Research output: Contribution to journalArticlepeer-review

24 Scopus citations

Abstract

TP53 is the most frequently mutated gene in human cancer. Many mutant p53 proteins exert oncogenic gain-offunction (GOF) properties that contribute to metastasis, but the mechanisms mediating these functions remain poorly defined in vivo. To elucidate how mutant p53 GOF drives metastasis, we developed a traceable somatic osteosarcoma mouse model that is initiated with either a single p53 mutation (p53R172H) or p53 loss in osteoblasts.
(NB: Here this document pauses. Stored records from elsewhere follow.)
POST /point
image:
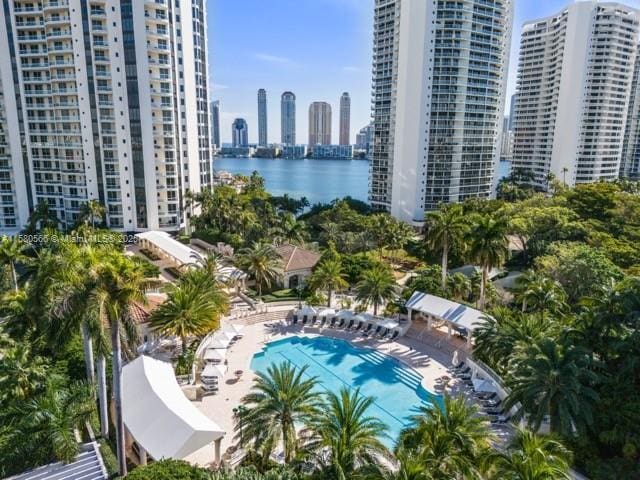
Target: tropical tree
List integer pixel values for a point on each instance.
(120, 288)
(377, 286)
(557, 380)
(11, 254)
(262, 262)
(348, 436)
(532, 457)
(91, 211)
(189, 310)
(280, 398)
(449, 440)
(444, 228)
(328, 275)
(53, 418)
(488, 247)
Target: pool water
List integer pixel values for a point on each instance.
(336, 363)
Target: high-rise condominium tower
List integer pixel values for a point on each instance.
(345, 118)
(215, 123)
(104, 100)
(574, 81)
(439, 78)
(630, 165)
(262, 117)
(288, 119)
(319, 124)
(240, 133)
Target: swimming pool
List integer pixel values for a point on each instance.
(396, 387)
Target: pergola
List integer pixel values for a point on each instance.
(163, 422)
(455, 315)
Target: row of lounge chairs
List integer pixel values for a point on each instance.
(351, 325)
(490, 402)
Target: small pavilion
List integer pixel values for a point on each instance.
(455, 315)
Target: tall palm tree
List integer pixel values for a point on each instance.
(262, 262)
(189, 310)
(445, 227)
(532, 457)
(11, 254)
(488, 247)
(450, 441)
(377, 286)
(53, 418)
(279, 399)
(91, 211)
(328, 275)
(349, 438)
(120, 287)
(556, 380)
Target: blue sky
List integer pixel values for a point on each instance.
(315, 48)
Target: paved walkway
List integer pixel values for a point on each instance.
(433, 364)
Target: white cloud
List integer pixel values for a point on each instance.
(265, 57)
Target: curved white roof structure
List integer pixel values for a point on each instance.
(158, 415)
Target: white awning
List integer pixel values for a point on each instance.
(158, 415)
(170, 246)
(214, 371)
(443, 309)
(218, 354)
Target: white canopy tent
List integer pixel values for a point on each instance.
(158, 415)
(215, 354)
(455, 315)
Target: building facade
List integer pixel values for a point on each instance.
(439, 80)
(345, 119)
(630, 163)
(239, 133)
(262, 117)
(574, 81)
(98, 94)
(288, 119)
(319, 124)
(214, 111)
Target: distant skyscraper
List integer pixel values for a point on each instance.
(102, 100)
(574, 80)
(345, 119)
(319, 124)
(240, 133)
(439, 79)
(215, 123)
(364, 138)
(288, 119)
(262, 117)
(630, 165)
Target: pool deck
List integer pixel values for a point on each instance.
(432, 364)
Our study confirmed that p53 mutant mice developed osteosarcomas with increased metastasis as compared with p53-null mice. Comprehensive transcriptome RNA sequencing (RNA-seq) analysis of 16 tumors identified a cluster of small nucleolar RNAs (snoRNAs) that are highly up-regulated in p53 mutant tumors. Regulatory element analysis of these deregulated snoRNA genes identified strong enrichment of a common Ets2 transcription factor-binding site. Homozygous deletion of Ets2 in p53 mutant mice resulted in strong down-regulation of snoRNAs and reversed the prometastatic phenotype of mutant p53 but had no effect on osteosarcoma development, which remained 100% penetrant. In summary, our studies identify Ets2 inhibition as a potential therapeutic vulnerability in p53 mutant osteosarcomas.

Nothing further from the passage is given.